Dava dó de ver a pobrezinha. Com seu vestidinho verde brilhante amarfanhado no trem das 18h, entre as estações Luz e Brás. Espremida no meio do povo e sofrendo com os solavancos e empurrões. Mas o pior era que suas asinhas de libélula, muito sensíveis, estavam sendo magoadas pelo povaréu, que não conhecia aquele tipo de criatura e nem percebia o seu sofrimento. Tive que intervir! A bichinha estava quase desmaiando de dor e vendo a hora de um apressado desavisado arrancar-lhe uma das asas sem querer. Gritei, peguei a pobrezinha pela cintura, esbravejei, mas o povo na plataforma da estação do Brás, querendo entrar, não me deixava sair. Aí eu tive que apelar e saí gritando: “Ela vai vomitar, povo, sai da frente que ela tá vomitando!” Aí abriu-se uma clareira e eu consegui resgatar a pobre fadinha sem maiores prejuízos.
Levei-a até um quiosque de lanches da estação e paguei pra ela um daqueles cachorros quentes com duas salsichas de dois reais.
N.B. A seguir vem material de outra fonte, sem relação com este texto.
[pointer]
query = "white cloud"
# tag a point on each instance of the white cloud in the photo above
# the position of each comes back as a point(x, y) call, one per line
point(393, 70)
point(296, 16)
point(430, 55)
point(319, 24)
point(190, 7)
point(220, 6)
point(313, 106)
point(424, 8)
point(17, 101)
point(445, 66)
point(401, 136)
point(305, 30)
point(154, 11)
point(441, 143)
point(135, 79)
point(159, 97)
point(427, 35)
Tinha que ver a pequena devorando o lanche! Estava com muita fome. Depois de restabelecida, foi logo agradecendo e me contando um pouco da sua história.
Ela estava ilegal aqui no Brasil, e trabalhando em uma empresa de telemarketing, ganhando um salário de fome, mas quando veio, foi com a promessa de trabalhar no cinema. Não como atriz, que o mercado cinematográfico brasileiro não dá espaço para fadas, mas fornecendo o pó de pirlimpimpim de suas asas para os filmes de ação — É assim que eles conseguem aqueles pulos e vôos fantásticos. Ela me disse também que há um verdadeiro mercado negro de pó de pirlimpimpim. Em Hollywood, as fadinhas trabalham em longas jornadas de 10, 12 horas, como se fossem galinhas poedeiras, para fornecer o pó mágico utilizados nas dezenas de ação. Antigamente, ela me explicou, o mercado era bem pequeno e localizado: os filmes de Kung Fu chineses, mas depois de “Matrix” e do Jackie Chan, Hollywood passou a importar a iguaria em massa para as suas produções e a subempregar as fadinhas ilegais nos EUA.
Pois bem, ela veio ao Brasil trabalhar naquele filme “Besouro”, acreditando — pobrezinha! — que um novo nicho de filmes de ação com capoeira iria surgir por aqui... mas não foi o que aconteceu e ela, sem poder voltar para sua terra natal, teve que se virar em um país estranho, com hábitos desconhecidos. No início, procurou as comunidades de seres mágicos deste país, mas descobriu, horrorizada, que eles viviam em situação ainda mais precária que a dela, em favelas, cortiços e zonas afastadas dos centros urbanos, marginalizados e prostituídos. Encontrou então o emprego de atendente de telemarketing, com o qual pretendia juntar dinheiro para seu retorno, mas o salário é tão baixo que mal dá pra se alimentar, e o pior é que, sem comer direito, suas asas não produzem pó suficiente nem para seus próprios voos, e a coitadinha tem que ficar pegando esses trens lotados.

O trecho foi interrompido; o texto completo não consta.